10 Hudson Yards, 51st Floor, New York NY 10001 USA

j.zarb@sap.com

[1] ASUG and DSAG: Insights on SAP Cloud Solutions and RISE with SAP, August 2, 2021

[2] IDC Perspective: Workload Repatriation - An Integral Part of Cloud Migration Journeys
8 Comments
Boletu23
Explorer
Thanks Joseph for sharing this and if you come to think of it, the needs of Governments or companies in the regulated industries was always going to be a sticky point, but  this Rise with SAP Hana Cloud Private Edition -CDS options provides a Win-Win for both SAP and all the related stakeholders.

 

 
j_zarb
Product and Topic Expert
Product and Topic Expert
Completely agree.  Our original thesis was: Regulated Industries, Public Sector, Pharma, Healthcare, Aerospace & Defense, Telecom (many view hyperscalers as encroaching on their co-lo services), Banking - finance - securities, Insurance...  But we are wining customers in manufacturing as well, where customers are concerned with Latency and/or outages due to communication truncs between their operations and a remote hyperscaler....
arun_sitaraman
Explorer
Thanks Joe!

This private cloud can address the needs of a specific market that need to transform to the cloud in their own data centers, besides disrupting competition that has similar offerings. The unified approach also allows customers the flexibility to cohabitate different workloads in a common infrastructure.
kristina_jonsson
Discoverer
0 Kudos
Thank you for sharing this Joseph, really interesting 🙂

Who is taking care of the operation in 'RISE with SAP S/4HANA Cloud, private edition, customer data center option', SAP or can the customer be responsible for all operation as in an on-prem S/4 but with the difference that the installation is more of a "appliance" type?
j_zarb
Product and Topic Expert
Product and Topic Expert
Hey Kristina, great question - thanks for asking.  The contract is between SAP and the customer, so there is a single service level agreement (SLA), statement of work (SOW), recovery time objective (RTO) and recovery point objective (RPO).  However, the delivery is a shared model.  Customers CAN NOT own or operate the infrastructure or platform; them may implement and run the SAP S/4HANA applications from a functional point of view (management, implementation, customization, configuration, integration), but not the infrastructure and platform.  Delivery is nearly identical to our public cloud hyperscaler deployments with the exception of SAP consuming IaaS from GCP, Azure, or AWS we consume it from Lenovo, HPE, or Dell.  The Customer has the added responsibility to deliver space, heating and cooling, physical security, and power....  Hope this helps...
kristina_jonsson
Discoverer
0 Kudos
Hi Joseph, okay then I understand the concept.

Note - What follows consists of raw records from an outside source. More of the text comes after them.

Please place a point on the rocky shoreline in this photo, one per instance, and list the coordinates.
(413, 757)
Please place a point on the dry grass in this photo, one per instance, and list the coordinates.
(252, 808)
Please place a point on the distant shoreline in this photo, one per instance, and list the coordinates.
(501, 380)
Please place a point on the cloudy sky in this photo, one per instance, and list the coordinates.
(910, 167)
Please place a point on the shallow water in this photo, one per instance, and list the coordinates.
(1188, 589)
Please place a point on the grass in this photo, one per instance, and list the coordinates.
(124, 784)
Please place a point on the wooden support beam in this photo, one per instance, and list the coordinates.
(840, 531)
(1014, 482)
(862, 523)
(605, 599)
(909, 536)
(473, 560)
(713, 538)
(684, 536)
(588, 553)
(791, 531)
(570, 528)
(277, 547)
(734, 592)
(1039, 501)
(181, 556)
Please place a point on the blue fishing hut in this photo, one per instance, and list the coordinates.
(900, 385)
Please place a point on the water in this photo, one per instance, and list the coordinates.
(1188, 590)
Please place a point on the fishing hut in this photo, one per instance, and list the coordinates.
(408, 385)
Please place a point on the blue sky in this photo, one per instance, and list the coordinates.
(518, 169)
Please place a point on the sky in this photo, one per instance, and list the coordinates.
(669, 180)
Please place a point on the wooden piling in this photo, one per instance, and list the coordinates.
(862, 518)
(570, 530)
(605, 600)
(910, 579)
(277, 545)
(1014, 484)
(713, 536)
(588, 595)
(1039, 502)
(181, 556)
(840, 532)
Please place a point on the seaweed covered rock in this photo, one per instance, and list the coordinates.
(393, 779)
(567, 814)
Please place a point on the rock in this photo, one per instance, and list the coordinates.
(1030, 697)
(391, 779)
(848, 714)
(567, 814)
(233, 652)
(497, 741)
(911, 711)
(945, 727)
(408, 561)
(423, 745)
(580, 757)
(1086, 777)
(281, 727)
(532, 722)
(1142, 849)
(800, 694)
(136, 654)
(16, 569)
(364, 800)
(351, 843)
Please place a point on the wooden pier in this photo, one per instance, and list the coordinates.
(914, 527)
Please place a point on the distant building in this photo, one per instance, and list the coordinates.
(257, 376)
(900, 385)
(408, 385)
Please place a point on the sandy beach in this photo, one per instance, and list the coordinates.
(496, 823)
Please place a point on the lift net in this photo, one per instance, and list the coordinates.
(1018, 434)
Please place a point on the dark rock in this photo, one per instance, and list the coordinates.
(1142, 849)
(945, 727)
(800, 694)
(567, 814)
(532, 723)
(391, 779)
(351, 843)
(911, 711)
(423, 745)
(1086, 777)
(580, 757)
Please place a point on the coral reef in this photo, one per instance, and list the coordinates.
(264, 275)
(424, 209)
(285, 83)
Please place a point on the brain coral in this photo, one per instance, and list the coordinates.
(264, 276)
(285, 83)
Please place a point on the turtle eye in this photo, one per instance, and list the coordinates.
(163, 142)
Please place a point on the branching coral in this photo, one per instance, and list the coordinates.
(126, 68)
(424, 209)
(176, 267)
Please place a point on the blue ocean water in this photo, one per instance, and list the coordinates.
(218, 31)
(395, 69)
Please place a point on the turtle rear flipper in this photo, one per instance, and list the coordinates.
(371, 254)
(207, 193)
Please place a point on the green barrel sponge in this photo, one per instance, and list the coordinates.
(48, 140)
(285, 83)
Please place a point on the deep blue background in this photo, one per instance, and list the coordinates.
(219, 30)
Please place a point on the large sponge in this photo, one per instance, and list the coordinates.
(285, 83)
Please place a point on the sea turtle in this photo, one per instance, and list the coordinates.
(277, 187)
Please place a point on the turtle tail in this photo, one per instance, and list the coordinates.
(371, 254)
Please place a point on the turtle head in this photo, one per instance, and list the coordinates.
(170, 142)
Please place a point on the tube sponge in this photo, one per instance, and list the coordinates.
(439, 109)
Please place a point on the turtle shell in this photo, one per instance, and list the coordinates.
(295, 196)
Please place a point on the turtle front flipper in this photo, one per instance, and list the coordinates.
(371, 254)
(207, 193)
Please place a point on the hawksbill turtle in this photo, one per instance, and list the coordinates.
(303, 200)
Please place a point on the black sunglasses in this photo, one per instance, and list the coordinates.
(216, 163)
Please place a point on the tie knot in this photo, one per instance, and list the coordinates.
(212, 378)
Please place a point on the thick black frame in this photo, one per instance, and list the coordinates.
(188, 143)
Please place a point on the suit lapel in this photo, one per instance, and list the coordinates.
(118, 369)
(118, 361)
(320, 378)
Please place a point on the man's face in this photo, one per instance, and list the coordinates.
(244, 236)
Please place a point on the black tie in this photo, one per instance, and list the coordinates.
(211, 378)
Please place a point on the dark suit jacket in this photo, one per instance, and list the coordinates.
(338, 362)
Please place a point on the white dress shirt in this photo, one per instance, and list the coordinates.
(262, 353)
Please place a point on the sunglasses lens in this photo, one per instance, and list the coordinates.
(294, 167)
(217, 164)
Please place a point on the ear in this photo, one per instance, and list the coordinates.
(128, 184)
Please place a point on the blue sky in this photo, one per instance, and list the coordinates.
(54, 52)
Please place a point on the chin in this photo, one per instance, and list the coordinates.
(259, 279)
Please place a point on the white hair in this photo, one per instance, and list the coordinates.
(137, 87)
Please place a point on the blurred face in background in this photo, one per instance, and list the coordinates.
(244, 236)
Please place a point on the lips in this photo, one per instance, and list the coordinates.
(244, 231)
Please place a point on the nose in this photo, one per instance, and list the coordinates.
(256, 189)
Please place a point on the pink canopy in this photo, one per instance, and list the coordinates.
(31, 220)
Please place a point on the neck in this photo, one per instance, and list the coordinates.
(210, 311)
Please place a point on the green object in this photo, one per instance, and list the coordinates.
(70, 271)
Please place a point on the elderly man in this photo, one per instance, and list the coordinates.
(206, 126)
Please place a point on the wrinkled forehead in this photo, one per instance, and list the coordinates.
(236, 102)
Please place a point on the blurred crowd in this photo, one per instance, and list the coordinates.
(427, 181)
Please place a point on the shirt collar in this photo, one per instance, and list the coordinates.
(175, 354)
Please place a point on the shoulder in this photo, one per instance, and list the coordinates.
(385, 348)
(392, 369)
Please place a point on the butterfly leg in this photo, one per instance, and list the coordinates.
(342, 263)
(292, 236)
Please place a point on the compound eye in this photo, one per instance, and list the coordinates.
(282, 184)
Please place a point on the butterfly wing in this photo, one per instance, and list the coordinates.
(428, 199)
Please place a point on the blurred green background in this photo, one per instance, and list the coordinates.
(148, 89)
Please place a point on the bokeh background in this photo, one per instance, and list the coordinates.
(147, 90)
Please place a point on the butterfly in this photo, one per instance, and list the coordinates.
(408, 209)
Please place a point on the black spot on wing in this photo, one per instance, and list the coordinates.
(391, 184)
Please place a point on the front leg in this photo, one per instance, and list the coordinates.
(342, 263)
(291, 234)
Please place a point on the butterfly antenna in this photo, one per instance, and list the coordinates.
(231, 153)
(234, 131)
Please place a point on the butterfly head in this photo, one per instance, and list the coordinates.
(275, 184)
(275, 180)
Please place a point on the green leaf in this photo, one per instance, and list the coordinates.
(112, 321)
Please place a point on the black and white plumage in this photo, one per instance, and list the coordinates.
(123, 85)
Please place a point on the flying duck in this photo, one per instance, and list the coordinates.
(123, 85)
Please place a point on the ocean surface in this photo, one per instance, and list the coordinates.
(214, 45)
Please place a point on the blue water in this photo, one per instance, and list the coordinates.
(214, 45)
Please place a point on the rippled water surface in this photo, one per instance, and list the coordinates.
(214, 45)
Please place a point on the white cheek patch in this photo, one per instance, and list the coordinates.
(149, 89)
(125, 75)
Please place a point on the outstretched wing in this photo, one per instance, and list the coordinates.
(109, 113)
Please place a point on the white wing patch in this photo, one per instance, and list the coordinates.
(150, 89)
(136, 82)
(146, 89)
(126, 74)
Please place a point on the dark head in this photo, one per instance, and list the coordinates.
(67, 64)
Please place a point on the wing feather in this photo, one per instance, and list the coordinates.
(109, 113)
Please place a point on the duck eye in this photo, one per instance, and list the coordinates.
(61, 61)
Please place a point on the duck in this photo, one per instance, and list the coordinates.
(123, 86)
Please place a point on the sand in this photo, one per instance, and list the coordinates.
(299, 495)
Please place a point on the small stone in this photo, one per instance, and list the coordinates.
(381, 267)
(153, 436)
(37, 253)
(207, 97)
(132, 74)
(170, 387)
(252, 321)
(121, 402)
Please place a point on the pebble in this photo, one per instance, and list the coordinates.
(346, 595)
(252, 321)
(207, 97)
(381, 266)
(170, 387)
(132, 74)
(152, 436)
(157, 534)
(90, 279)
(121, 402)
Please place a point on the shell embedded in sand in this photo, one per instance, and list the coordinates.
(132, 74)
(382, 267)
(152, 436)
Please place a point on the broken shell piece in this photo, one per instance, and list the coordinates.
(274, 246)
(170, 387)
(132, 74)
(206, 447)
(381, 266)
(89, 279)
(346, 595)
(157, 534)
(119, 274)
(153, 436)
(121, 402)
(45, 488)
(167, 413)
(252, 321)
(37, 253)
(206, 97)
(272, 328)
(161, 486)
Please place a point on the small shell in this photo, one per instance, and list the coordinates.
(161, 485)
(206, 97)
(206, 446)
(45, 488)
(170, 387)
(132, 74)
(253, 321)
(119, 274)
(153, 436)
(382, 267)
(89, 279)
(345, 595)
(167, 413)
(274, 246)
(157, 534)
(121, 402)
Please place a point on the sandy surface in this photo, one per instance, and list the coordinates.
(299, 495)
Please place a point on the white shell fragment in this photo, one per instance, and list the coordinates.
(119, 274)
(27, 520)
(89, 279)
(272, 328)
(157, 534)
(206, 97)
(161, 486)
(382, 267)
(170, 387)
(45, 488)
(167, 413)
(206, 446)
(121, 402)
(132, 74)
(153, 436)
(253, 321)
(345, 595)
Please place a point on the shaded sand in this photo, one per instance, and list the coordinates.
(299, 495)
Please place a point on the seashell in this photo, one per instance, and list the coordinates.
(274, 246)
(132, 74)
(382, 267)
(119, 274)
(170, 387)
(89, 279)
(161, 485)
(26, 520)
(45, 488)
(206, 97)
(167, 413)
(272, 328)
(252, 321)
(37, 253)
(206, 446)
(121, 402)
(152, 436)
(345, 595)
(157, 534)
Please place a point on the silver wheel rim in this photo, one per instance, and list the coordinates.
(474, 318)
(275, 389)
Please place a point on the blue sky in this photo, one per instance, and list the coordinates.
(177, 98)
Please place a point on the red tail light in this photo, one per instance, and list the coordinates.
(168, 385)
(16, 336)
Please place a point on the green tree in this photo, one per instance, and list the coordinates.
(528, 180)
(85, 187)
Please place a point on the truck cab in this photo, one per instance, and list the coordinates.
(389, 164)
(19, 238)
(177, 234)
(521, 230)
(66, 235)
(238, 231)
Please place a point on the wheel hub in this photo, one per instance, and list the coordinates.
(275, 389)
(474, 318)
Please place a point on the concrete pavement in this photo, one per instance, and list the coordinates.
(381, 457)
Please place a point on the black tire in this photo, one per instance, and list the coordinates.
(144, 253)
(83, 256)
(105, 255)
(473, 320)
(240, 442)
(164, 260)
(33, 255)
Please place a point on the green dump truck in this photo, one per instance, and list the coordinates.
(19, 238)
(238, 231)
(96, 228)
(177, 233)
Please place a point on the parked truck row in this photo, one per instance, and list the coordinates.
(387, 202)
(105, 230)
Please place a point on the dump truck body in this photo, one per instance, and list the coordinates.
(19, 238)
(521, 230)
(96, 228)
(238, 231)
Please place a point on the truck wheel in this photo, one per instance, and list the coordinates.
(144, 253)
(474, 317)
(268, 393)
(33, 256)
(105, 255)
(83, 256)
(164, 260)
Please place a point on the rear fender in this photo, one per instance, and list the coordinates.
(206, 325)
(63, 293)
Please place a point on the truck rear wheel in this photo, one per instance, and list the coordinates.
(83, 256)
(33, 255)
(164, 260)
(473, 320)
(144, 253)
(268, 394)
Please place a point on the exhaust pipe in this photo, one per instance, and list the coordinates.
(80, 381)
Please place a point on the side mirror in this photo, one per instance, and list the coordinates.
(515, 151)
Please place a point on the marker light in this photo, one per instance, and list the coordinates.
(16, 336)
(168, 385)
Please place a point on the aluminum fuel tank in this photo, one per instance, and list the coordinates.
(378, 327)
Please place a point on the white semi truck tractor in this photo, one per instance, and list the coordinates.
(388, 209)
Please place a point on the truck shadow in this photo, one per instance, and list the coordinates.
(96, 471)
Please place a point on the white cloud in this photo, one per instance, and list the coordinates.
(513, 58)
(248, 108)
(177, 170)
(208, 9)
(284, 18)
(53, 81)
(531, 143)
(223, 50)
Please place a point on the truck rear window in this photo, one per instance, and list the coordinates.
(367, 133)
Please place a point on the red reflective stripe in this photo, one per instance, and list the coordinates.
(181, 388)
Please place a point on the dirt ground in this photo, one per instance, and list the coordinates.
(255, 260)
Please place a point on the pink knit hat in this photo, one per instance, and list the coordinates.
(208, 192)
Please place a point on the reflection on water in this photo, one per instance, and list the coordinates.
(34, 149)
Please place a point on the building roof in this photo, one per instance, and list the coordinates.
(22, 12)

Thank you very much for clarifying 🙂

Have a great day!
jim_loiacono
Explorer
Thanks Joe. When SAP included the words "Customer Data Center" in the name of the offering, is this offering compatible with third party colocation datacenters as well as customer-owned datacenters?
j_zarb
Product and Topic Expert
Product and Topic Expert
0 Kudos

Thanks Jim.  The approach from SAP is the customer is "responsible" and must fund the data center.  It can be owned and operated or a co-location facility, as long as the customer is the responsible party for the space we will use/share.  SAP will not contract the space on behalf of the customer.  Additionally, we run a "data center workshop" prior to contracting with the customer to assure they can provide us with power, heating, cooling, space, security, and connectivity akin to a Tier-3 data center (just about is good enough).  Hope this helps.